We finished up and put our yoga mats away.

 

Then it was time to dance.

 

After feeling quite squarely kicked in the guts by my subconscious, or perhaps Gaia, or maybe just jetlag and the two glasses of red wine I had enjoyed with our rich dinner after a very long and beautiful day, I could not dance.  I can’t dance under most circumstances, so I did something I rarely do, and I sat, still, and I observed.

 

I felt blessed to be in that moment, getting to know the women I am sharing these days with.  It was calming and made me smile, watching these women silently from the open plan pool area.  They are all beautiful and incredibly unique and complex creatures.  The sound of crickets and frogs contributed to the soundtrack.  This scene, their eyes closed, music compelling them to dance as if no one was watching (except me it turns out) made me feel quite full of joy and appreciation.  They all moved completely differently.  Our leaders Suki and Joana seemed to know their bodies and almost be in a beautiful trance like flow.  The quieter among the group (Kristal and Paula) moved in calculated and authentic rhythm while Carmen and Maria’s Latina roots made their hips sway and their hands reach slithering through the night air like wisps of smoke from a campfire.  I have to say, Maria’s boyfriend is one lucky fella, that woman can move!

 

At one point, Suki suggested to the group that we do something with our bodies we hadn’t done before.  And I realized.  I already was.  I was still. I was not amongst it.  I was definitely doing something I may have never done before, and I was observing, silently and learning so much as I did.  It was nice.

 

The evening ended with the theme song from Greatest Showman “This is Me” which I have always enjoyed, despite my children stone cold hating it as it was the music for their class bell in their progressive junior high school on Auckland’s North Shore. The lyrics reminded me of the clarity and bravery of being able to just be our most authentic selves is actually quite terrifying.  It’s something that so many people think I have mastered with my DGAF demeanor and fearless observations and questioning in any situation, no matter how inappropriate. But the bold, brave, bossy bitch everyone sees is just plain exhausted most of the time lately.  And this past few days, in a place where no one knows me and I am nothing but a stranger with an indistinct North American accent claiming to be a Kiwi, I realized that I am truly terrified for this planet.

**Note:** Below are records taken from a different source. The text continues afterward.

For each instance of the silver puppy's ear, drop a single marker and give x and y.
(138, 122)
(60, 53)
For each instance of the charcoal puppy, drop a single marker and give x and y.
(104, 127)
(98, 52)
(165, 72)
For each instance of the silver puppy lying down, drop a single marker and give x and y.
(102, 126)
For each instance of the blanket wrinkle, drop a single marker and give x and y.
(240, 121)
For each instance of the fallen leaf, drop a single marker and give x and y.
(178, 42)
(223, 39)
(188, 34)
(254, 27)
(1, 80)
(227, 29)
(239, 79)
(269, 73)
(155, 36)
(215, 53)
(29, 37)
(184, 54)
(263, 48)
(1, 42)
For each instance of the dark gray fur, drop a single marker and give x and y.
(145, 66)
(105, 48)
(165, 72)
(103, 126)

I don’t know if I have any fight left because I wonder if scratching and biting is just delaying the inevitable demise we perhaps deserve.

 

Not the most uplifting thought, I know.  But it does seem to be a pretty omnipresent theme the past few weeks.

 

My friends in LA suggested that the generation coming up will look at our waste and disrespect for the planet, the way my generation views racism and intolerance.  How could it be considered acceptable?  How can a leader from my childhood have told his people to “shop their way out of the recession” at the expense of the air we breathe and the water we need to survive? And how can people still be fighting over the veracity of the science that has shown us that we have seriously messed things up, and need to do something about it or get smacked down by mother nature in her desperate bid to save herself and all the organisms who rely on her.

 

So.  In conclusion.

 

I strongly recommend to anyone anywhere to take some time, a week, a day or even a class in guided meditation to look into themselves and pinpoint what is important to them, because it feels like there’s a storm coming, the likes of which humanity has never seen.  Whatever the years ahead bring, and whatever our fate, I am certain of very little, but I know that it will only be made bearable if we cling to community and kindness, and help each-other and the earth through what can only be described as a total clusterfuck, that, like it or not, we brought upon ourselves.

 

Thank you for reading.

 

Please consider this or some other retreat and find your bliss and direction.